The Jewish Underground caused a rift in Gush Emunim. The existence of a violent underground had, until the mass arrests, been dismissed by most Gush Emunim members as falsehood circulated by Peace Now to discredit the movement. Reports from the terrorists' release suggest tremendous support for them by their fellow settlers. However, the majority of Israelis condemned the Underground's unprovoked killing of innocent civilians and contempt for secular law.

==Aftermath==
Yehuda Etzion has since been active in pressing for the construction of the Third Temple in place of the Dome of the Rock on the Temple Mount. Though said to be not exactly repentant for his own past, he did make a public protest over the Duma arson attack, in which all but one member of a Palestinian family died when their home was fire-bombed by settlers. At the same time, he expressed sympathy for the motives governing the arsonists.

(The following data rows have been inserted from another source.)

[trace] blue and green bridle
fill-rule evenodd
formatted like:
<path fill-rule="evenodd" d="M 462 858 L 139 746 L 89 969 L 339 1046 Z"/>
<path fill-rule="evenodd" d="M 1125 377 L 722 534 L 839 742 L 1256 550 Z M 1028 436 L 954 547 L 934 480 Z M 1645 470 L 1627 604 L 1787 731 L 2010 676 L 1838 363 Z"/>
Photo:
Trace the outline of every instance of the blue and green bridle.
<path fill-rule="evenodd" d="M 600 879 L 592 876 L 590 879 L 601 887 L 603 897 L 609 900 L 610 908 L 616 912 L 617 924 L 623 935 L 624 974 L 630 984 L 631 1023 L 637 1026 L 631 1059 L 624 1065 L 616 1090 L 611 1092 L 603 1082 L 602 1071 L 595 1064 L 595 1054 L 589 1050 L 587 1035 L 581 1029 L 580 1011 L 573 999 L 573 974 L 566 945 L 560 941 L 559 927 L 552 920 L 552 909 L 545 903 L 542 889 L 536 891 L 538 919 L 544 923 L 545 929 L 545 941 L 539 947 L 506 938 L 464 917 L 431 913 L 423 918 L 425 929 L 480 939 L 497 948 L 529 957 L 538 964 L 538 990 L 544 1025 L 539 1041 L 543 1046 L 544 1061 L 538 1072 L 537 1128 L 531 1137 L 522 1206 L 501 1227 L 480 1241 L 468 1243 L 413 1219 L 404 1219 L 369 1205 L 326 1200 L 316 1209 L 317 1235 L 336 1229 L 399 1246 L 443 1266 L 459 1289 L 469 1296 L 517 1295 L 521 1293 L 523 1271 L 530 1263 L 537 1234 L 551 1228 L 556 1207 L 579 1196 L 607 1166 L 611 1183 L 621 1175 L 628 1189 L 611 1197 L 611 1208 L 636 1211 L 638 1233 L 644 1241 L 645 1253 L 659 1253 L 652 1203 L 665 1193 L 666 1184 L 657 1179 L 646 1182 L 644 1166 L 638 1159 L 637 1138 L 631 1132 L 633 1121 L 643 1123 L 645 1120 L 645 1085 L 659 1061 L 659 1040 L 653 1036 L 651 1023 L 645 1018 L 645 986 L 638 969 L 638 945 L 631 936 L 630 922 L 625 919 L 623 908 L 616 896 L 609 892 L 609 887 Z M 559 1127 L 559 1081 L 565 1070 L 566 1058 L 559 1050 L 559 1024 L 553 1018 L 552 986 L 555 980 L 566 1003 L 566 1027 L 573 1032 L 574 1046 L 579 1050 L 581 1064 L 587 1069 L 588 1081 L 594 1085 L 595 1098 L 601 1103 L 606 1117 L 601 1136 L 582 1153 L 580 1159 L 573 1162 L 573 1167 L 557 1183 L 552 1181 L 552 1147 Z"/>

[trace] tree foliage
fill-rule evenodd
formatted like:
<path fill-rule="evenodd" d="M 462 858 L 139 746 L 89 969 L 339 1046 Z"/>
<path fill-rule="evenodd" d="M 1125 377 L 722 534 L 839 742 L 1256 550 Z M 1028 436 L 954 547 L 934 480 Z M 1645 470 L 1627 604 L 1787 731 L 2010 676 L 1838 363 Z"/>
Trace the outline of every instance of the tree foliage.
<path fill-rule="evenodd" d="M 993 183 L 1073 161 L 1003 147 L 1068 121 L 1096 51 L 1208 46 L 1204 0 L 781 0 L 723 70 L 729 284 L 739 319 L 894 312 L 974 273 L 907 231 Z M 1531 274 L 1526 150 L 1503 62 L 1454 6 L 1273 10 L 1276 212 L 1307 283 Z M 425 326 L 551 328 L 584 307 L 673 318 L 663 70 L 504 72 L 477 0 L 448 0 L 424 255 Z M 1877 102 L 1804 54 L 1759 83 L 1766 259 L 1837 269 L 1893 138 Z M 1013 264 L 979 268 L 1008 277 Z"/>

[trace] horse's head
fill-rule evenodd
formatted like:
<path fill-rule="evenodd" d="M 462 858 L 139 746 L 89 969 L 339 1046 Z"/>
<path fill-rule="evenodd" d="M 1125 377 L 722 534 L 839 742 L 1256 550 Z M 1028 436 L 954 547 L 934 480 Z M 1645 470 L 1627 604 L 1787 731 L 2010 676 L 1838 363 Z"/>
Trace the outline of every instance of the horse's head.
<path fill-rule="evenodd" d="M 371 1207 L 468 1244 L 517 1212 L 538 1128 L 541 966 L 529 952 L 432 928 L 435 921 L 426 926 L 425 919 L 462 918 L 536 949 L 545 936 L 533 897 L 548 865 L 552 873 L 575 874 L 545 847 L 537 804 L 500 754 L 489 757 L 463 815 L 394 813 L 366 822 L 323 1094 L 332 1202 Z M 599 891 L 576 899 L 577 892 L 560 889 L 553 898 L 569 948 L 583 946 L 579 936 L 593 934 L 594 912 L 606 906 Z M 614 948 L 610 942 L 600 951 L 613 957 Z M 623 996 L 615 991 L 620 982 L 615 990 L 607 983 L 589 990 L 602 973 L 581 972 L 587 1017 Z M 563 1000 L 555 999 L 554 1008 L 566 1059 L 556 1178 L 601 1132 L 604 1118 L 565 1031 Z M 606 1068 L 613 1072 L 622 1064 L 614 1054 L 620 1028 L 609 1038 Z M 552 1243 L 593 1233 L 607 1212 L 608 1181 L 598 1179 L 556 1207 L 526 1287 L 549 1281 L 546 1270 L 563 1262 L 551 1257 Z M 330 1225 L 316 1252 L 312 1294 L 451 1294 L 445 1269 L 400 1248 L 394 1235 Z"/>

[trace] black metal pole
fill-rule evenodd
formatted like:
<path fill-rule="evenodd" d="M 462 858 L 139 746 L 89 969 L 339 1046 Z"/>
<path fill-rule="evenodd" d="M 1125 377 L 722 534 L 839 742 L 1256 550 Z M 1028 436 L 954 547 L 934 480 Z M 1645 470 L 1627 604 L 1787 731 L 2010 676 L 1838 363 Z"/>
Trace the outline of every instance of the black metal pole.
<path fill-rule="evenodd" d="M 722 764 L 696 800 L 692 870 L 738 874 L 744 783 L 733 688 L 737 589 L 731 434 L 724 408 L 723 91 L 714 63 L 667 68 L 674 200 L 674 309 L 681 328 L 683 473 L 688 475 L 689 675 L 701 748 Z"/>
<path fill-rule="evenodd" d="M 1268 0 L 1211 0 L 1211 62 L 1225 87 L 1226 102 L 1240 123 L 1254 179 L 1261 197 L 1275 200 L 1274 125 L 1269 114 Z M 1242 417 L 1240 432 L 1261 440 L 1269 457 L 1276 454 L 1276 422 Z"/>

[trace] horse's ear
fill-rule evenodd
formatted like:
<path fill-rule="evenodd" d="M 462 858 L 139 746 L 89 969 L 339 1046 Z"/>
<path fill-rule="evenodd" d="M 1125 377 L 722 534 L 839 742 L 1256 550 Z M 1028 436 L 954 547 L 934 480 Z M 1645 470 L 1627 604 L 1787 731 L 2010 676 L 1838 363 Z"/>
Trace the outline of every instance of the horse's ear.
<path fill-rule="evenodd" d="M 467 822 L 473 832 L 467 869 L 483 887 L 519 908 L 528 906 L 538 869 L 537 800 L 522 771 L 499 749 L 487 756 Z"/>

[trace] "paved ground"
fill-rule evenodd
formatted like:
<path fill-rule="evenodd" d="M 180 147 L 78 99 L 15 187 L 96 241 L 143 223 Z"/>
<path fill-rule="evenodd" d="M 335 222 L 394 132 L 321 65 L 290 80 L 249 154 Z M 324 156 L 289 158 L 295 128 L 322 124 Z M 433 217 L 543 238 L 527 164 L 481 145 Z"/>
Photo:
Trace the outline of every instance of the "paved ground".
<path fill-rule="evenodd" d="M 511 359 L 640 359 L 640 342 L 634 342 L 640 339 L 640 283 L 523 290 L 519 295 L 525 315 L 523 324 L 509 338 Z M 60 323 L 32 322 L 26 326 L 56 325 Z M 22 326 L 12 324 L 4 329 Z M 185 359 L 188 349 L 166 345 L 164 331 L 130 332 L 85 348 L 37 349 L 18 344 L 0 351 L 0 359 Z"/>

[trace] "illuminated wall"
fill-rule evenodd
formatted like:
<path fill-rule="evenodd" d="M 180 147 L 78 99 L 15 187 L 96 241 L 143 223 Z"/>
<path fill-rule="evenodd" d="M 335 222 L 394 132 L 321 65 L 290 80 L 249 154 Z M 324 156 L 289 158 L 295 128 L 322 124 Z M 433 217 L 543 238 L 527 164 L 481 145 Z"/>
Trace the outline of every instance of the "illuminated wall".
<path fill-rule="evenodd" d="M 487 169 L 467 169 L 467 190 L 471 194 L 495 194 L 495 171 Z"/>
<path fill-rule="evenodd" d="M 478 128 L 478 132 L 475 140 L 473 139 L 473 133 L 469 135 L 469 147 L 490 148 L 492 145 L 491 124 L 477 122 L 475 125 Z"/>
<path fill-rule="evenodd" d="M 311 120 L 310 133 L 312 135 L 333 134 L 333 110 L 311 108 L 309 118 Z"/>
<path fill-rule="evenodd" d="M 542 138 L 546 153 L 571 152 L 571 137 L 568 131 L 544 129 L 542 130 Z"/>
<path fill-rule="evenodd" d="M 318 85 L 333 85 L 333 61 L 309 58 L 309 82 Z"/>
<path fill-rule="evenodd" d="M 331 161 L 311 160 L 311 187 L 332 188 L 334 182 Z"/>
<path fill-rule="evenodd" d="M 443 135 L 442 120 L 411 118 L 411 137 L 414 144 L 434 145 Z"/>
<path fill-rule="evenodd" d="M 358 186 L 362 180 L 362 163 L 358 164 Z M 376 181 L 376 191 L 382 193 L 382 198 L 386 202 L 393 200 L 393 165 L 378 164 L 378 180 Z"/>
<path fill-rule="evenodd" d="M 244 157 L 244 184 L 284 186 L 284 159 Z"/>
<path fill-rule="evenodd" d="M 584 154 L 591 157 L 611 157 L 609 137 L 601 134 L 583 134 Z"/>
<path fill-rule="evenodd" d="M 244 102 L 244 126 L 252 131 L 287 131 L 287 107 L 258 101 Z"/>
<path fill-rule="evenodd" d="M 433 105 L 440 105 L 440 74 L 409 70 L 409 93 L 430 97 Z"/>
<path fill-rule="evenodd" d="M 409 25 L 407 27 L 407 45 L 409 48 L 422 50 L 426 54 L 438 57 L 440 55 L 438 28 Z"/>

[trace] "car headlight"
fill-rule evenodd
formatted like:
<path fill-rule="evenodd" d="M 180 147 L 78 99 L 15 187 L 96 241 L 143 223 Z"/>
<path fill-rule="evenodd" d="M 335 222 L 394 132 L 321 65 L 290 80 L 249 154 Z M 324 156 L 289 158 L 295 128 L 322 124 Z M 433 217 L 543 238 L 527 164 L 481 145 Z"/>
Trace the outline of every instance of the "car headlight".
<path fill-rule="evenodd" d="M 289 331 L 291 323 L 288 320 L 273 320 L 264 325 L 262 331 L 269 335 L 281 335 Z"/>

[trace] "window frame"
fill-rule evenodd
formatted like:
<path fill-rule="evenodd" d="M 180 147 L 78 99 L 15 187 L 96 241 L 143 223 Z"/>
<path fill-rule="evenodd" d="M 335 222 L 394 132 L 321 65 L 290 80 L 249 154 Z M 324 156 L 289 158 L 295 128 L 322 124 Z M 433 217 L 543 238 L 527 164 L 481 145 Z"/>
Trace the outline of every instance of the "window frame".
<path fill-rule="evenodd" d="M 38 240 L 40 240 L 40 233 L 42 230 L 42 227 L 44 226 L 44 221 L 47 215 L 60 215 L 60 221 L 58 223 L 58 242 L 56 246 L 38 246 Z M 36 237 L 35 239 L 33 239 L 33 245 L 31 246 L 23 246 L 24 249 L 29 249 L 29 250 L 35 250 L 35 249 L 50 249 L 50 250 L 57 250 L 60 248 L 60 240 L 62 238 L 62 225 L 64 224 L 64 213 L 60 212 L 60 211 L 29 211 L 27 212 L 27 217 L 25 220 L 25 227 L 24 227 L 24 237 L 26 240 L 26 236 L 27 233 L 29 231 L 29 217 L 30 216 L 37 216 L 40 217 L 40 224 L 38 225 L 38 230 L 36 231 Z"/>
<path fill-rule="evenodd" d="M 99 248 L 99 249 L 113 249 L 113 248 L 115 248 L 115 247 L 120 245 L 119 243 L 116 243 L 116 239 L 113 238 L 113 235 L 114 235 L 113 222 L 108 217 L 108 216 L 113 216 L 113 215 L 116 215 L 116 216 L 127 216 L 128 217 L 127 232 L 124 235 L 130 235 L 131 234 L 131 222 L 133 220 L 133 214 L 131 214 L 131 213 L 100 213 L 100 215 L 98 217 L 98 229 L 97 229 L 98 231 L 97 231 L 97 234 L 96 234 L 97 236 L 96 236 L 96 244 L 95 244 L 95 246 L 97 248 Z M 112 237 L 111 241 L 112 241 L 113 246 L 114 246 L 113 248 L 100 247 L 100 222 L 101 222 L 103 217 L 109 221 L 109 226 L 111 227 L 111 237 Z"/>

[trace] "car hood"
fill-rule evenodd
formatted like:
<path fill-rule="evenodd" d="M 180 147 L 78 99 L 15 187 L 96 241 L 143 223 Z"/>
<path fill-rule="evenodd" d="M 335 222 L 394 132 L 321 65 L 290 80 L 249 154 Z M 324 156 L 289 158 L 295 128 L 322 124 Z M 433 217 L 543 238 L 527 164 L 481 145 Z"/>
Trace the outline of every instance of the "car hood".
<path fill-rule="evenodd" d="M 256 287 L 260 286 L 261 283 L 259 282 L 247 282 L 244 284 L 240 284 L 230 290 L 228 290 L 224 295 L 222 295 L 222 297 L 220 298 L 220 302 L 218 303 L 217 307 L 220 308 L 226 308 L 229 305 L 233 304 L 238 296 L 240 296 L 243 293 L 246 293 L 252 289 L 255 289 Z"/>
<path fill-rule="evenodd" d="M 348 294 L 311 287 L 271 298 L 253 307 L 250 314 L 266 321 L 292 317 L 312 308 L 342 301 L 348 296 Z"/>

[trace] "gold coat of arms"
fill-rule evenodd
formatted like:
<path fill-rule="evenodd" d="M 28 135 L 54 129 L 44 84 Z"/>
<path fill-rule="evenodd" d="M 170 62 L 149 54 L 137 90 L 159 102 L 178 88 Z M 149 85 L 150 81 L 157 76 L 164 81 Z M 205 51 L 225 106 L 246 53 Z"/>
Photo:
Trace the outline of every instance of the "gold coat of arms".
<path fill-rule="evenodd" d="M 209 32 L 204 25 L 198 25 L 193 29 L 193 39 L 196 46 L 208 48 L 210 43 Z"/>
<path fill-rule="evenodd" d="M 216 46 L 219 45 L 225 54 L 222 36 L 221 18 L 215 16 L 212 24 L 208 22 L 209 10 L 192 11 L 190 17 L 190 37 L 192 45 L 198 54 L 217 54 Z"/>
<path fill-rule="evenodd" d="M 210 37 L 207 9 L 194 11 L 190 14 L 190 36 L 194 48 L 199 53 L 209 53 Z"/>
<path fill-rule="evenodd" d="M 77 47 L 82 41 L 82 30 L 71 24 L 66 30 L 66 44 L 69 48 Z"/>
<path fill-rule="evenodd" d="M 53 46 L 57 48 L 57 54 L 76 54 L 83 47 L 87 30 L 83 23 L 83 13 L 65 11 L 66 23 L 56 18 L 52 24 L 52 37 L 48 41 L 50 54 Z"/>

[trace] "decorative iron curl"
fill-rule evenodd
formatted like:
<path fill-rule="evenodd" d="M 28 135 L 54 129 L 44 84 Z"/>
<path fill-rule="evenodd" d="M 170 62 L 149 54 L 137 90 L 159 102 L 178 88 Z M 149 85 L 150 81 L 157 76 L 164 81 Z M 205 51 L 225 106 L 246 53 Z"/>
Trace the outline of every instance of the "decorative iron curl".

Livni was convicted on a charge of reckless endangerment for shooting at a Palestinian truckdriver in 2003, and sued by the victim. An out-of-court settlement awarded the Palestinian 15,000 shekels in 2014. In the same year, 2003, he founded the Livni Winery and produces Cabernet Sauvignon in the West Bank settlement of Kiryat Arba.
It was revealed in 2015 by Israeli investigative reporter Uri Blau that Menachem Livni has since received a monthly salary from the Brooklyn-based Hebron Fund, a practice of using U.S. tax deductible donations to support Jewish terrorists that is, according to Blau, verified in several other cases.